De hoeveelheid gas in de wind van de AGN langs onze gezichtslijn (verticaal) versus de radio-emissie van de jet (horizontaal). Credit:SRON Nederlands Instituut voor Ruimteonderzoek
X-ray en radio synergie
De SRON-onderzoekers gebruikten XMM-Newton-waarnemingen om te zien hoe de wind de vorm van het röntgenspectrum van de AGN langs onze gezichtslijn verandert. Hierdoor konden ze de parameters van de wind afleiden, vooral de hoeveelheid gas erin langs onze gezichtslijn. Ze gebruikten radiometingen uit de literatuur om het vermogen van de jets te berekenen en modelleerden alle data met de SPEX-code, ontwikkeld bij SRON door Jelle Kaastra en zijn team.
Afhankelijk van de spin van het zwarte gat en de configuratie van het magnetische veld, het uitstromende vermogen wordt anders verdeeld over de straal en de wind.

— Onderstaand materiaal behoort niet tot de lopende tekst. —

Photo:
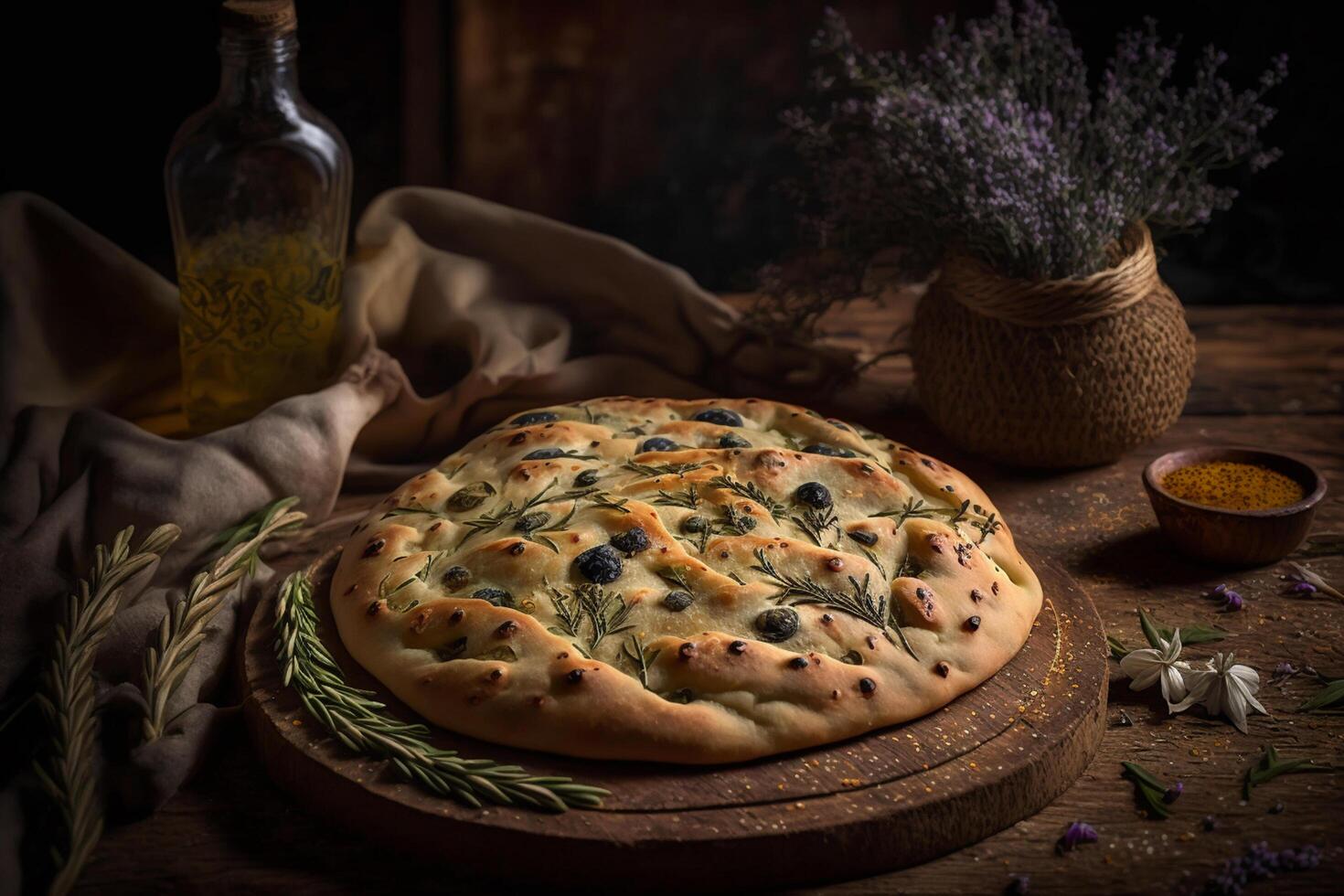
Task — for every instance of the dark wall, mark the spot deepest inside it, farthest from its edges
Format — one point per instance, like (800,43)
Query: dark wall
(646,120)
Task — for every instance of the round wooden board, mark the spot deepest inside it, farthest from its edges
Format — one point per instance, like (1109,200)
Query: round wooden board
(889,799)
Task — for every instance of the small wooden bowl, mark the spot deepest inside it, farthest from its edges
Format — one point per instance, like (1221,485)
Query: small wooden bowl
(1234,538)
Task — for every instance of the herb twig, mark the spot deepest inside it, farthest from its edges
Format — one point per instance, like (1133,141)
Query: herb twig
(641,657)
(860,602)
(183,627)
(66,696)
(357,720)
(605,613)
(1269,767)
(749,491)
(1327,700)
(816,524)
(1148,790)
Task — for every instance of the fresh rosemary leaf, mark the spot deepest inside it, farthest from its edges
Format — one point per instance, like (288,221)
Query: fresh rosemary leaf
(1269,767)
(859,602)
(654,470)
(183,627)
(675,575)
(1328,698)
(1192,633)
(66,699)
(749,491)
(357,720)
(1149,629)
(641,657)
(1148,790)
(816,524)
(688,498)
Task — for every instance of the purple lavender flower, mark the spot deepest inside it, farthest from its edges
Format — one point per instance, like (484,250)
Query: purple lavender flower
(994,140)
(1258,861)
(1075,835)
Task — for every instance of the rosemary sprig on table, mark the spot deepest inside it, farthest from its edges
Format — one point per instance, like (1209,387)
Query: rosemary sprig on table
(357,720)
(183,627)
(1149,792)
(1269,767)
(66,696)
(860,602)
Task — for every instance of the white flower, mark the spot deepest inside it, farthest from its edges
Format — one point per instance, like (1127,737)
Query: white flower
(1223,688)
(1151,664)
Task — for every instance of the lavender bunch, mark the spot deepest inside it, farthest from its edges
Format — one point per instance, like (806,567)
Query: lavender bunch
(994,143)
(1257,863)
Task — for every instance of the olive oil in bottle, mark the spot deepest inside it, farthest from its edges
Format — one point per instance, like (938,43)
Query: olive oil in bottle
(258,195)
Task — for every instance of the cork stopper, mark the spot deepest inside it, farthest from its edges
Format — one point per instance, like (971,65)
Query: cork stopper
(258,16)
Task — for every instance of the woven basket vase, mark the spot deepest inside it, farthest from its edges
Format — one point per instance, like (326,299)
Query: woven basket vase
(1054,374)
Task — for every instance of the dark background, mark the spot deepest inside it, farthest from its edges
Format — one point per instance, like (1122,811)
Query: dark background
(652,121)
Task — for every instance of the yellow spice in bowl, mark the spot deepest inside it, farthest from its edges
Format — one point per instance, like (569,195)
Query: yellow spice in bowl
(1232,486)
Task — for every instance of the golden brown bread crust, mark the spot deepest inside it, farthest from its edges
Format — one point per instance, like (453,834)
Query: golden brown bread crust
(774,621)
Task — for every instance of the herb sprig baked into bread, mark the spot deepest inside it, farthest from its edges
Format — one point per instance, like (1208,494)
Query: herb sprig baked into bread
(677,581)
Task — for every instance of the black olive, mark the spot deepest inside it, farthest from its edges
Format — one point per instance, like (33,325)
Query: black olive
(829,450)
(677,601)
(867,539)
(529,521)
(659,443)
(720,417)
(600,564)
(457,578)
(535,417)
(471,496)
(631,540)
(499,597)
(777,624)
(815,495)
(694,524)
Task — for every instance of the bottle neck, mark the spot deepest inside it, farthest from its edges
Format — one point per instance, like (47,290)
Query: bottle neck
(258,71)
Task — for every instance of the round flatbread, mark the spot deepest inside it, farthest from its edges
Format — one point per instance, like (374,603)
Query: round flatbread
(675,581)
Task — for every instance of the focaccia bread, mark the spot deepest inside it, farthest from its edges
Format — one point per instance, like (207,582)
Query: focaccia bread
(686,581)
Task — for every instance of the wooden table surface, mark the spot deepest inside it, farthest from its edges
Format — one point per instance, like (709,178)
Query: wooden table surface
(1266,378)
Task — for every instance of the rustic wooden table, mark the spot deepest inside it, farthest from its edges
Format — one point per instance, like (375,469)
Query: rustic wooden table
(1266,377)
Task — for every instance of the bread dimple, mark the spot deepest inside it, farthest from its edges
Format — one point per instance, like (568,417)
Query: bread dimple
(784,581)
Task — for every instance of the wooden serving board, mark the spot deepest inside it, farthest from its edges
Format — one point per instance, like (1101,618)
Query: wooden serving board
(878,802)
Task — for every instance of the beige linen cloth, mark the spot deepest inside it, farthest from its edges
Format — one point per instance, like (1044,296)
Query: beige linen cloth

Een krachtigere straal betekent een zwakkere wind, en vice versa. Credit:SRON Nederlands Instituut voor Ruimteonderzoek
"Voor ons onderzoek AGN moest helder genoeg schijnen in röntgenstralen en een gunstige hellingshoek hebben, ", zegt Mehdipour. "Dit betekent dat we met zestien AGN in onze steekproef eindigden. Hoewel onze ontdekte correlatie statistisch significant is met een waarschijnlijkheid van geen correlatie die veel kleiner is dan 1 procent, een grotere steekproef is wenselijk voor een meer algemene karakterisering. Toekomstige röntgentelescopen, in het bijzonder Athene, zal ons in staat stellen de wind in zwakkere AGN te detecteren. Dit zou de steekproefomvang vergroten en onze conclusie sterker maken."